Ragtime – Scott Joplin zerreißt die Zeit
Ragtime ist ein Vorläufer des Jazz, der hauptsächlich in Form von Klaviermusik auf sich aufmerksam machte. Scott Joplin war zwar nicht der Vater des Ragtime aber die wohl schillerndste Persönlichkeit dieser einzigartigen Musikrichtung.
„The Entertainer“ und der „Maple Leaf Rag“ gehören nicht nur zu den bekanntesten Stücken des Pianisten Scott Joplin, sondern auch zu den beliebtesten Ragtime Kompositionen aller Zeiten. Geschrieben 1899 und 1902 spiegelten sie das Lebensgefühl einer ganzen Ära wider und mündeten direkt in die sich entwickelnden Jazzquellen, um sich zusammen mit schwarzen und weißen Musiktraditionen zu einem reißenden Strom zu entwickeln, der Millionen begeistern sollte.
Ragtime – charakteristische Merkmale
Der Ragtime wird heutzutage hauptsächlich als Klaviermusik wahrgenommen, dabei wurde er um 1900 auch auf dem Banjo und von größeren Ensembles gespielt. Seine Namensgebung rekuriert in erster Linie auch nicht auf eine bestimmte Besetzung, sondern vielmehr auf die Art der Ausführung. Charakteristisch für diesen Stil sind die Synkopen, die eine besondere Spannung erzeugen und vom in den 1890er Jahren aufgekommenen Tanzstil, dem Cakewalk, übernommen wurden.

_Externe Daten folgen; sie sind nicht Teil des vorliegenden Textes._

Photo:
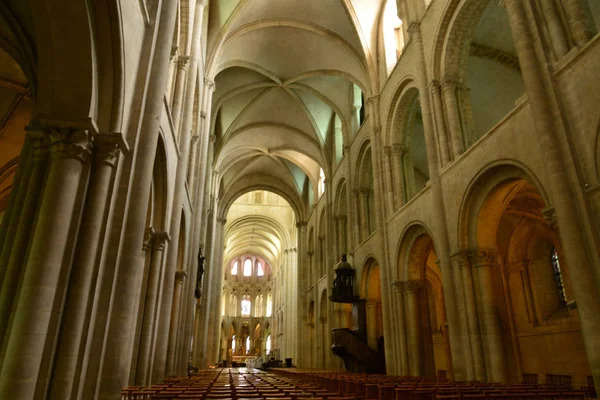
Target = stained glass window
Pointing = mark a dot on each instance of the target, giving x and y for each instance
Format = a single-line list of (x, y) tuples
[(558, 276), (268, 344), (260, 271), (246, 305)]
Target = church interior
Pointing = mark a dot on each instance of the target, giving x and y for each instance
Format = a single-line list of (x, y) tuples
[(358, 195)]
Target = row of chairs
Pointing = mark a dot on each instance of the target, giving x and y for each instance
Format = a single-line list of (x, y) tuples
[(232, 384), (297, 384), (382, 387)]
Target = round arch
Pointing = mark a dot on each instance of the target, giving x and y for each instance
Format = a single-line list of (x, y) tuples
[(481, 186)]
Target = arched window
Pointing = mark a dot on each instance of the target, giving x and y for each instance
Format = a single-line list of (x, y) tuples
[(248, 267), (258, 306), (260, 270), (269, 305), (233, 305), (558, 276), (321, 182), (268, 344), (246, 306), (393, 35)]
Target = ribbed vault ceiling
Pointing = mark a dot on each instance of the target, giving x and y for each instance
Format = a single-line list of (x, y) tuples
[(283, 71)]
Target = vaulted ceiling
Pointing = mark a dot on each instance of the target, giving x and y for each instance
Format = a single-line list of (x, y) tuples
[(284, 70)]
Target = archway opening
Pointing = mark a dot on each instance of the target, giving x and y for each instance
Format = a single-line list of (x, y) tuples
[(523, 280), (425, 311)]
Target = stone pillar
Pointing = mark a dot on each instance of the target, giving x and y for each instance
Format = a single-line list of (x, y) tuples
[(357, 217), (412, 293), (10, 221), (389, 182), (571, 210), (401, 331), (491, 328), (363, 203), (175, 313), (36, 310), (341, 221), (453, 115), (164, 316), (577, 21), (555, 31), (13, 255), (192, 164), (157, 246), (440, 122), (182, 67), (522, 269), (397, 165), (116, 364), (372, 307), (468, 318), (77, 309)]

Synkopen verschieben die Betonung innerhalb eines Taktes von den eigentlich betonten Zeiten auf unbetonte Zeiten, wodurch das Gefühl entsteht, das Metrum würde verlagert oder gar aufgehoben. In der linken Hand wird dem ein gerader 2/4-Takt entgegengesetzt, wodurch ein Gefühl zerrissener Zeit (= ragged time) entsteht.
Anders als viele spätere Stilrichtungen des Jazz war der Ragtime ursprünglich keine improvisierte, sondern in weiten Teilen eine auskomponierte Musik. Das Element des Zufalls sollte erst später zur Entwicklung des Jazz hinzutreten.
Scott Joplin und seine Vorgänger
Gilt Scott Joplin auch heute noch als der bekannteste Vertreter dieses Stils, so war er damals nicht der Vorreiter des Ragtime. Als seine Vorgänger sind vor allem Tom Turpin, Theodore Northrup und Jesse Pickett zu nennen. Sie alle machten sich bereits in den 1890er Jahren den Ragtime zu eigen.
Scott Joplin wurde vor allem für seine außergewöhnlichen Ragtime-Kompositionen bewundert, die eine Verbindung der romantischen Klaviertradition mit afroamerikanischen Stilelementen darstellten. Mit seinem Tod 1917 ist das Ende der Ragtime-Ära und der Beginn der Jazz-Ära anzusetzen.
„The Entertainer“ und „Maple Leaf Rag“
„The Entertainer“ und der „Mape Leaf Rag“ sind die wohl bekanntesten Ragtimes Scott Joplins. Der „Maple Leaf Rag“ war das erste Stück Musik überhaupt, dessen Noten über eine Million Mal in gedruckter Form vertrieben worden sind. „The Entertainer“ erschien nur drei Jahre später und war ähnlich erfolgreich. Dieser Rag erschien im Nachhinein auch als Bearbeitung für Orchester. Er wurde zudem im Film „Der Clou“ 1973 als Titelmusik verwendet.